The boy and the depths
1 Capítulo 1
Doubi é um garoto um tanto quanto entediado com a sua vida marinha. Órfão, agora tenta seguir sua vida nas profundezas dos oceanos, onde a paz lhe toma conta. Cardumes, tubarões e ostras desde então tornaram se sua família. A maior parte de seu tempo é dedicando-se a criar e contar histórias para seu golfinho, Cuco. Em seu decorrer, Doubi tem notado que seu “suposto lar” entregou-se à decadência da monotonia. Tudo tem suado meio melancólico e propício à pensamentos pelos quais levam-no à sua antiga vida ao lado de seus pais. Sua vó Elizabeth adorava lhe contar histórias sobre a superfície, pelo qual um dia andou acompanhada ao lado de seu vô, Dogmo. Contava-lhe que era de se emocionar com tanta beleza que aquele lugar pertencia, beleza essa que era composta por uma vegetação de um verde que não se compara à nenhuma alga ou calda de sereia. Doubi ao ouvir aquelas histórias, sentia-se como se aquilo pertencesse-o, logo pedia à sua vó para que lhe contasse mais sobre a superfície, pois assim como todo garoto da idade que tivera, era bastante curioso. Essa curiosidade ainda o acompanha e possivelmente é o que há de mantê-lo sempre em perigo. Rodeado de paisagens marinhas, peixes de todas as espécies e principalmente de seu golfinho... Doubi, sente-se sozinho. Nem mesmo os passeios aos corais e as visitas em cidades antigas, não entretêm-no mais.
— Não sei o que há com ele, ele anda muito estranho ultimamente. Dificilmente conta histórias e está na maior parte do tempo enfurnado naquele maldito submarino – pensou Cuco, seu golfinho.
Por mais que Cuco quisesse ajudar o querido amigo, ela não poderia fazer nada por ele em relação a isso, pois Doubi detesta companhia quando “triste”. Ele entende-o, mas não entende o fato de Doubi ter se levado à tristeza, pois quando juntos, ele parece estar sempre muito feliz. Ontem mesmo nos corais ele estava sorridente, contou-lhe sobre as histórias de sua mãe; Beth, e a forma como sua voz acalmava-o quando chorava.
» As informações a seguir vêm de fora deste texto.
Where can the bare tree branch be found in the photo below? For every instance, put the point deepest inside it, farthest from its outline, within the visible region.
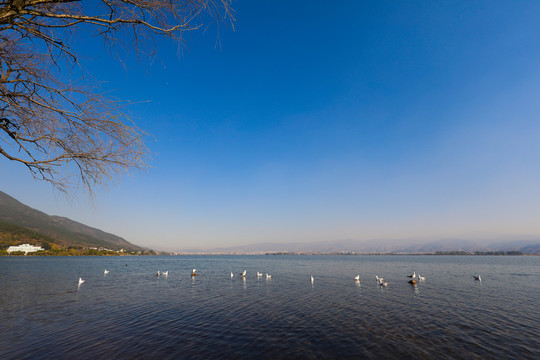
(66, 133)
Doubi aos 6 anos de idade, perdeu seus pais em um acidente, onde duas rochas caíram sobre eles... é o que dizia sua vó. Sempre quando tocam no assunto dos pais, ele nega ou tenta mudar imediatamente de assunto como se fosse uma autodefesa. Sua imaginação é fértil, herdou do pai aventureiro, Layos. Doubi, mesmo sendo capaz de criar diversas histórias, histórias essas que conseguem convencer todos os seres dos mares... Ele se torna incapaz quando tocam no assunto sobre os pais, e sempre é levado ao ponto dessa ferida pela qual nunca cicatrizou. Layos, quando vivo, mesmo sendo um pai ausente na maior parte, sempre tentou fazer de tudo para que estivesse ao lado do filho. O trabalho nunca foi uma obrigação para ele, pois ele adorava nadar nos mares e conhecer novos reinos e raças. Era mensageiro do rei Tibéria. Tibéria comanda dois reinos; Aquorais; os nobres, e Martirez; os menosprezados e pobres. O rei há sempre de fazer ataques em Tibéria, ataques pelos quais roubam dos pobres os alimentos e as crianças para trabalharem como escravas para os nobres. Antes não nunca fora assim. Depois que Tibéria assumiu o cargo do pai, tudo se tornou um tremendo caos, onde houvera uma divisão de acordo com a classe social. Depois de pensar bastante em relação ao amigo, Cuco escuta alguns passos.
— Cuco, temos de ir — Disse Doubi com um ar de encorajamento.
— Ei, ei espera! Para onde vamos?. Disse o golfinho totalmente desnorteado da situação. – Conheço esse olhar Doubi, e já é de imaginar que o que está tramando não é nada bom. – O golfinho mostra-se surpreso.